Ready to Execute (on prometheus)

  • Run 1000x variance for "Geworfenheit" (thrownness)
  • Run 1000x variance for "Vernunft" (reason)
  • Run 1000x variance for "Erkenntnis" (knowledge)
  • Run 1000x variance for "Pflicht" (duty)
  • Run 1000x variance for "Aufhebung" (sublation)
  • Run 1000x variance for "Wille" (will)

Next Actions:

  1. SSH to prometheus.eachpath.local (THE SPINE)
  2. Install nyx-substrate and nyx-probing in venv
  3. Run batch collection or individual terms
  4. Analyze distributions and document baselines

Phase 1D: Corpus Extraction Pipeline COMPLETE

Goal: Extract vocabulary and co-occurrence metrics for RAG policy development

Completed (2025-12-13)

  • Create extractors module in nyx-probing
  • Implement VocabExtractor (TF-IDF vocabulary)
  • Implement CoOccurrenceAnalyzer (PMI, Jaccard, Dice)
  • Generate anchor term signatures (20 anchors)
  • Generate chunking recommendations (5 clusters)
  • Run initial extraction on nimmerverse vault
  • Export glossary to CSV/JSON (5,243 terms)
  • Export co-occurrence analysis (18,169 pairs)

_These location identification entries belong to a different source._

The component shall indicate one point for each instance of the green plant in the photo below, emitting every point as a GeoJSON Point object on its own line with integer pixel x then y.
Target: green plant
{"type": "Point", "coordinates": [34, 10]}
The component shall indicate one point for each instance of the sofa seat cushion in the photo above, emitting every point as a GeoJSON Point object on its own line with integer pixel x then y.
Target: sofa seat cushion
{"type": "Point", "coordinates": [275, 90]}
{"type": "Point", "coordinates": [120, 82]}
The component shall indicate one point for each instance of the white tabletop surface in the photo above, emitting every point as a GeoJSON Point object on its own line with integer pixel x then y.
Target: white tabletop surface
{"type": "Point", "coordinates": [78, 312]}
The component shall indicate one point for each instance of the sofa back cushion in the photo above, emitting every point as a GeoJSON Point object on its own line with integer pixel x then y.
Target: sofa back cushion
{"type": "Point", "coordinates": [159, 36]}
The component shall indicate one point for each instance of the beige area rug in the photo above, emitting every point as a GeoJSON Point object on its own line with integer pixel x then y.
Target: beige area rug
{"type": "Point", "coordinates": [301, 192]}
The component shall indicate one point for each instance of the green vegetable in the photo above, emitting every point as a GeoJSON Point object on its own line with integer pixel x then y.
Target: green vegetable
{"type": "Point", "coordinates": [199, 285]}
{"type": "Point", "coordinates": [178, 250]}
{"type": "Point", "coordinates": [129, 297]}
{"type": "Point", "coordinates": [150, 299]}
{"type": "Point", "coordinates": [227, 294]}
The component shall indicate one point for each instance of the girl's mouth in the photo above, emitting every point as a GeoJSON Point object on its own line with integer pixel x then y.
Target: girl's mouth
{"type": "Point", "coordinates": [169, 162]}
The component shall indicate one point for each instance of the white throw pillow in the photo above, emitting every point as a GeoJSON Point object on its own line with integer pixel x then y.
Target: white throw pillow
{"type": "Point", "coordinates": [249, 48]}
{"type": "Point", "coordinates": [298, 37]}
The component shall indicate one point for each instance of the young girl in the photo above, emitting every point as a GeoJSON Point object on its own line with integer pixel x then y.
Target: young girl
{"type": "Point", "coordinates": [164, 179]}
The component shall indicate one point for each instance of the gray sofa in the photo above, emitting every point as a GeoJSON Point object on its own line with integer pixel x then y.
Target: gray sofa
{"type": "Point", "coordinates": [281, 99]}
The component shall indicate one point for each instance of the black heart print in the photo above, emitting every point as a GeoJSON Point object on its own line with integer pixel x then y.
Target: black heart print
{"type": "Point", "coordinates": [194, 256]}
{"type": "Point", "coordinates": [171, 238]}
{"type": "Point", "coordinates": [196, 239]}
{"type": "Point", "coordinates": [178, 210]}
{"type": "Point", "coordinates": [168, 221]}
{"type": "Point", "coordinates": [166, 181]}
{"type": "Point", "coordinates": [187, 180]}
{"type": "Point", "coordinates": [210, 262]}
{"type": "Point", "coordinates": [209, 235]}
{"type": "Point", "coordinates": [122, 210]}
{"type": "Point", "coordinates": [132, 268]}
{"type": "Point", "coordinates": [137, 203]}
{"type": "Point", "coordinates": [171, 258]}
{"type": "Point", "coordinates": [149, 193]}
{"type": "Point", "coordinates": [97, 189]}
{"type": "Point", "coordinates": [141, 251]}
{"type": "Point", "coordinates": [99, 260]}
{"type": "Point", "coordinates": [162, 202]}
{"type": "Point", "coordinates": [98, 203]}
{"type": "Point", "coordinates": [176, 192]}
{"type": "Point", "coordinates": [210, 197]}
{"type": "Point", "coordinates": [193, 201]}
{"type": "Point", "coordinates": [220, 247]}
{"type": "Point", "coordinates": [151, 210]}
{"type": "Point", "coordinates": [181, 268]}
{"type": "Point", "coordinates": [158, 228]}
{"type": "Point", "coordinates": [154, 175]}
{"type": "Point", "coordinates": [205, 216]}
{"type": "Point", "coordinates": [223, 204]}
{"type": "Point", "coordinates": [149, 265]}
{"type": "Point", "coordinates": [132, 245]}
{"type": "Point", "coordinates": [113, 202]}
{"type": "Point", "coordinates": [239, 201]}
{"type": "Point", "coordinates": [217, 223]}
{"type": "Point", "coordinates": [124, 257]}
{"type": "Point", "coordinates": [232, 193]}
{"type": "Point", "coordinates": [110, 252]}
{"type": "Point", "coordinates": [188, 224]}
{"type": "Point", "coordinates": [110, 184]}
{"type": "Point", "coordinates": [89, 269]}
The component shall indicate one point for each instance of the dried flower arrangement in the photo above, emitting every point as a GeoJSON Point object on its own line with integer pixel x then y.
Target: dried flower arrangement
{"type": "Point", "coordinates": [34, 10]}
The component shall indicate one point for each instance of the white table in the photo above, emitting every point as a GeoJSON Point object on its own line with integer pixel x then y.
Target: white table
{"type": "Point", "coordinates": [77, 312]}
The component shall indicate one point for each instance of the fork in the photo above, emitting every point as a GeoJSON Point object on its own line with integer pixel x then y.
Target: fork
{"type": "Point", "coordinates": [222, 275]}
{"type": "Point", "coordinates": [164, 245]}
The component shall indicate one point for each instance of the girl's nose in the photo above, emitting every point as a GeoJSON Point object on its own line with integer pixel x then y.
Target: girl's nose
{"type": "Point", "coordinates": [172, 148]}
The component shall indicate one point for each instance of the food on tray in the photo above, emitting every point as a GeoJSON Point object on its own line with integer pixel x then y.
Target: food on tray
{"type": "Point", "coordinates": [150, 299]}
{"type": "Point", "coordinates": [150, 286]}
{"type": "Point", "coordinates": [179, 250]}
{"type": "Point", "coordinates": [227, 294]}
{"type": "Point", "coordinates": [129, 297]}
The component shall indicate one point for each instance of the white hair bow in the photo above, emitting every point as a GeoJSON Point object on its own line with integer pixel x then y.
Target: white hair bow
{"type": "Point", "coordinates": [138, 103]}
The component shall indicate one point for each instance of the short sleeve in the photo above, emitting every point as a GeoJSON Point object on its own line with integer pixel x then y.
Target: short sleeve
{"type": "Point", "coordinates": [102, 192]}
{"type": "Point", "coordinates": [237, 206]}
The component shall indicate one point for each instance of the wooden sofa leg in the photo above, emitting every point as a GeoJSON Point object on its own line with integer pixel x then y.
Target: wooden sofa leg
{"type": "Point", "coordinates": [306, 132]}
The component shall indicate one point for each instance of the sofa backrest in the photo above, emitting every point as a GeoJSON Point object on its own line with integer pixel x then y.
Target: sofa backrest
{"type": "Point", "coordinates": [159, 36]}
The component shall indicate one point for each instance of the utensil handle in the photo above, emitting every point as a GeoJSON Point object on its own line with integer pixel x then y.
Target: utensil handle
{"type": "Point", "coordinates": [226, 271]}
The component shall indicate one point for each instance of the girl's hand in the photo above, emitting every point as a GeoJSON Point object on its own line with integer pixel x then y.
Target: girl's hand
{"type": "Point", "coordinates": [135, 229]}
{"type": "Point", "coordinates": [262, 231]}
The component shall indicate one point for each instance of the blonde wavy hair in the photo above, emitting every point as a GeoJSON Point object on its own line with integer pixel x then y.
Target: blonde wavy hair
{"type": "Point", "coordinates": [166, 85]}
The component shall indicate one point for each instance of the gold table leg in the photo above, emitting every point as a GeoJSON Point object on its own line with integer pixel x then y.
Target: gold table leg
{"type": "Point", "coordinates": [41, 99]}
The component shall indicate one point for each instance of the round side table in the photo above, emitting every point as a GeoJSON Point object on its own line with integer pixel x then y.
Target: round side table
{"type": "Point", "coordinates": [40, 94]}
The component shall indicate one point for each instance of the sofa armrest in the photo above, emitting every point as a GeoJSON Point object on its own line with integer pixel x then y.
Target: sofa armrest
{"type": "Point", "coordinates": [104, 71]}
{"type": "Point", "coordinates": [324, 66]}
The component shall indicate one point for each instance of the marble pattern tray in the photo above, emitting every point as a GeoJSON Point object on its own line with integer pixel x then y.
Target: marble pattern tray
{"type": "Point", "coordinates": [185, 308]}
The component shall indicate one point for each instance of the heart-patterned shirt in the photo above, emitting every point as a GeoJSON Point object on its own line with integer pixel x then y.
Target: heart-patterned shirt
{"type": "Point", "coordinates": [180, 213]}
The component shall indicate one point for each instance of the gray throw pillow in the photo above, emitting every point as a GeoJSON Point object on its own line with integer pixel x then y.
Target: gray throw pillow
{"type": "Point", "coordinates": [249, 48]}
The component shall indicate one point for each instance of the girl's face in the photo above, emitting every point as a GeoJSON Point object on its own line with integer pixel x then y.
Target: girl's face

Files Created: 7 new files

  • nyx_probing/extractors/__init__.py
  • nyx_probing/extractors/vocab_extractor.py (~350 LOC)
  • nyx_probing/extractors/cooccurrence.py (~400 LOC)
  • data/nimmerverse_glossary.csv
  • data/nimmerverse_glossary.json
  • data/cooccurrence_analysis.csv
  • data/cooccurrence_analysis.json

Key Metrics Extracted:

Metric Value
Documents scanned 263
Total tokens 130,229
Unique terms (filtered) 5,243
Co-occurrence pairs 18,169
Anchor signatures 20
Chunking clusters 5

Top Terms by TF-IDF:

  1. nyx (1149.70)
  2. local (980.53)
  3. eachpath (902.31)
  4. tool (873.34)
  5. young (799.95)

Anchor Signature Examples (for DriftProbe-lite):

  • nyx: chroma|chromadb|continuity|ingress|introspection
  • system: athena|freeipa|ipa|rocky|sssd
  • network: firewall|proxmox|saturn|vlan|vulkan

RAG Policy Integration:

  • Tier 2: Synonym detection (Dice=1.0: yubi↔yubikey)
  • Tier 3: Anchor signatures for topology safety
  • Tier 4: Co-occurrence for chunking strategy
  • Tier 5: TF-IDF for utility filtering

Status: 🟢 Corpus extraction complete, ready for RAG policy development


Future Phases (Not Started)

Phase 2: ChromaDB Integration (iris) ⏸️ PLANNED

  • IrisClient wrapper
  • DecisionTrailStore, OrganResponseStore, EmbeddingStore
  • Populate embeddings from nyx-probing

Phase 3: LoRA Training Pipeline ⏸️ PLANNED

  • PEFT integration
  • Training data curriculum
  • DriftProbe checkpoints
  • Identity LoRA training

Phase 4: Weight Visualization ⏸️ PLANNED

  • 4K pixel space renderer
  • Rank decomposition explorer
  • Topology cluster visualization

Phase 5: Godot Command Center ⏸️ PLANNED

  • FastAPI Management Portal backend
  • Godot frontend implementation
  • Real-time metrics display

Metrics

Phase 1 Tasks: 19 total Completed: 19 (100%) In Progress: 0 Phases Complete: A, B, D (C ready to execute)

Files Created: 19 total

  • nyx-substrate: 9 files
  • nyx-probing runners: 3 files
  • nyx-probing extractors: 3 files
  • Data outputs: 4 files

Files Modified: 5 total

  • nyx-substrate/README.md
  • nyx-probing/pyproject.toml
  • nyx-probing/cli/probe.py
  • nyx-probing/extractors/init.py
  • TOOLCHAIN-PROGRESS.md

Lines of Code: ~2000 total

  • nyx-substrate: ~800 LOC
  • nyx-probing runners: ~450 LOC
  • nyx-probing extractors: ~750 LOC

CLI Commands: 4 variance commands

  • nyx-probe variance collect
  • nyx-probe variance batch
  • nyx-probe variance stats
  • nyx-probe variance analyze

Data Artifacts:

  • nimmerverse_glossary.csv (5,243 terms)
  • nimmerverse_glossary.json (130,229 tokens)
  • cooccurrence_analysis.csv (18,169 pairs)
  • cooccurrence_analysis.json (20 anchor signatures)

Last Updated: 2025-12-13 (Phase 1D complete) Status: 🎉 Phase 1 (A+B+D) COMPLETE! Corpus extraction ready. Variance collection on prometheus pending.

🌙💜 The substrate holds. The glossary grows. Anchor signatures protect the topology.